Pretendem-se raciocínios curtos e imediatos orientados para o resultado mais eficiente no curto prazo e que encaixa na ideia de encurtamento do tempo e na obtenção da eficiência. Não se pretendem analises muito profundas, daí as noticias serem curtas e rápidas sem grande enquadramento e estrategicamente colocadas para servirem um objectivo: informar e construir uma opinião pública que não ponha em causa a ordem vigente. Promoção de evasões sociais consumíveis facilmente: um programa de televisão onde se apresenta a opinião de terceiros, um reality show aludindo à intimidade humana no grande ecrã, um jogo no computador ou até no telemóvel, com aplicações de fácil acesso com objectivos mais ou menos acessíveis de progressão no jogo e por isso atractivo e viciante. As aplicações que envolvem jogos e internet tem ainda outros perigos, nomeadamente a aceitação de termos onde se cedem dados e informações pessoais a empresas privadas sem que haja um controlo sobre o que é feito com tais informações e sem que haja uma legislação eficiente acerca disso.
Grande parte do que nos é hoje oferecido gratuitamente e de fácil acesso não o é tão gratuitamente e de uma forma ou de outra, mais tarde ou mais cedo, saberemos a conta. A tecnologia está popularizada mas apenas parcialmente socializada. Os meios e os fins da tecnologia, os produtos finais consumidos e vendidos ainda não servem a maioria da população na medida em que quem os controla tem interesses bem diferentes de quem os consome. A distracção de um simples e mero jogo inofensivo que ganha milhões de fãs deve levar-nos a pensar além do Pikachu.
Posted on Agosto 4, 2016, in Deriva, Heróis da BD, Teorias da Conspiração. Bookmark the permalink. 3 comentários.
A alienação é essencial para a subjugação das massas aos interesses e poderes de certas elites. O próprio sistema de ensino tem vindo a ser artilhado para criar esta forma superficial de estar e de ser.
No passado era necessária força bruta controlada, hoje em dia, com o aumento da qualificação, é preciso controlar os seus cérebros, ou pelo menos aquilo com que mais tempo o ocupam quando não estão a trabalhar. Há que evitar revoluções e nada melhor do que o entretenimento constante para alhear da realidade.
É exactamente isso! E o sistema de ensino é uma poderosa alavanca que fomenta a forma de pensar dentro da caixa do que nos é imposto.

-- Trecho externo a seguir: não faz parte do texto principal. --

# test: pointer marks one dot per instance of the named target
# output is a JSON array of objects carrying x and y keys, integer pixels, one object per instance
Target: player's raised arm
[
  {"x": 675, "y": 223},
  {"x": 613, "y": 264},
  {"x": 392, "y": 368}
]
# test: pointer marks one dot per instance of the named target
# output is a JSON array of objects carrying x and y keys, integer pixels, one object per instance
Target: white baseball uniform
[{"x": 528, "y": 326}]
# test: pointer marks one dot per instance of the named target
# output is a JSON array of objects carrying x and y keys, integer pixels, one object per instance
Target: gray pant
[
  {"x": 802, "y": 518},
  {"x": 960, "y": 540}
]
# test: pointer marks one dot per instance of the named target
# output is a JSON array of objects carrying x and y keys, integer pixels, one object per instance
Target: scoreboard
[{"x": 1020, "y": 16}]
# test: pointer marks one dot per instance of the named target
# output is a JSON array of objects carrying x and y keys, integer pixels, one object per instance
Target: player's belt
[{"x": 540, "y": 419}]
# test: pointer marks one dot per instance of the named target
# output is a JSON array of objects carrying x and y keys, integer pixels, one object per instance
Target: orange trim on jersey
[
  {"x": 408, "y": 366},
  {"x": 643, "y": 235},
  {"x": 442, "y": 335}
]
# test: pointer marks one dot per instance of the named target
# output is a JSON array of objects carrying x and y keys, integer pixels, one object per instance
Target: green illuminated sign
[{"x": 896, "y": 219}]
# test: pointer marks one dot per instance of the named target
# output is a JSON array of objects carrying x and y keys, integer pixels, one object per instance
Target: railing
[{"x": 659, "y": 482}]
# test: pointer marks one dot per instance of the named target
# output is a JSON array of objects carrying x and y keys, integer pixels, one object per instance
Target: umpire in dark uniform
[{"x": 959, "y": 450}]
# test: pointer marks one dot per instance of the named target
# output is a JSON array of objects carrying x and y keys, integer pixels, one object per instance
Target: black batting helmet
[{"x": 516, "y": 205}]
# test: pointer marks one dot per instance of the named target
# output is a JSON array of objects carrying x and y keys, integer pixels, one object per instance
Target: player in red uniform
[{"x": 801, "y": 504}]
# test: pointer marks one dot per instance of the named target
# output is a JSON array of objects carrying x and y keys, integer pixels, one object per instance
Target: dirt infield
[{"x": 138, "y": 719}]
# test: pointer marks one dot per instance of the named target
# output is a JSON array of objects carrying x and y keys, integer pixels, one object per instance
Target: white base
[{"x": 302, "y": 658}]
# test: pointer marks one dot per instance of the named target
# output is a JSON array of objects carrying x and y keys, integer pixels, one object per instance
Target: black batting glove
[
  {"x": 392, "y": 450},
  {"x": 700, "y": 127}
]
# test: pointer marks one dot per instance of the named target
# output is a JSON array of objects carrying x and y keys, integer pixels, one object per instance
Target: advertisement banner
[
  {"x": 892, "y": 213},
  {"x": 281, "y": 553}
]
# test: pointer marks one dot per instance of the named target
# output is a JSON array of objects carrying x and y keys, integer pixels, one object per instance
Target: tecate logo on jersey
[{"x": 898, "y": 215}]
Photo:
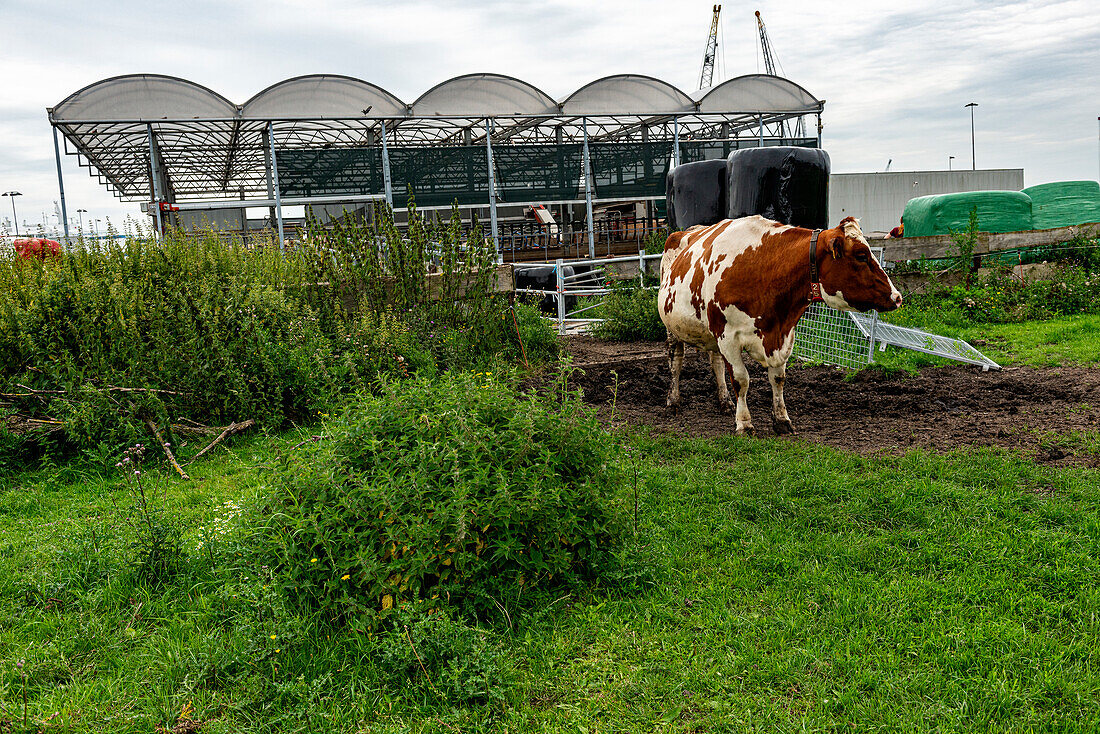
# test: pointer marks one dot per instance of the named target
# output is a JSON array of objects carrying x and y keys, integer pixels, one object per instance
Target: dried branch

“A banalização das artes e da literatura, o triunfo do jornalismo sensacionalista e a frivolidade da política são sintomas de um mal maior que afeta a sociedade contemporânea: a ideia temerária de converter em bem supremo a nossa natural propensão para nos divertirmos. No passado, a cultura foi uma espécie de consciência que impedia o virar as costas à realidade. Agora, atua como mecanismo de distração e entretenimento. A figura do intelectual, que estruturou todo o século XX, desapareceu do debate público. Ainda que alguns assinem manifestos e participem em polémicas, o certo é que a sua repercussão na sociedade é mínima. Conscientes desta situação, muitos optaram pelo silêncio. Uma duríssima radiografia do nosso tempo e da nossa cultura, pelo olhar inconformista de Mario Vargas Llosa.”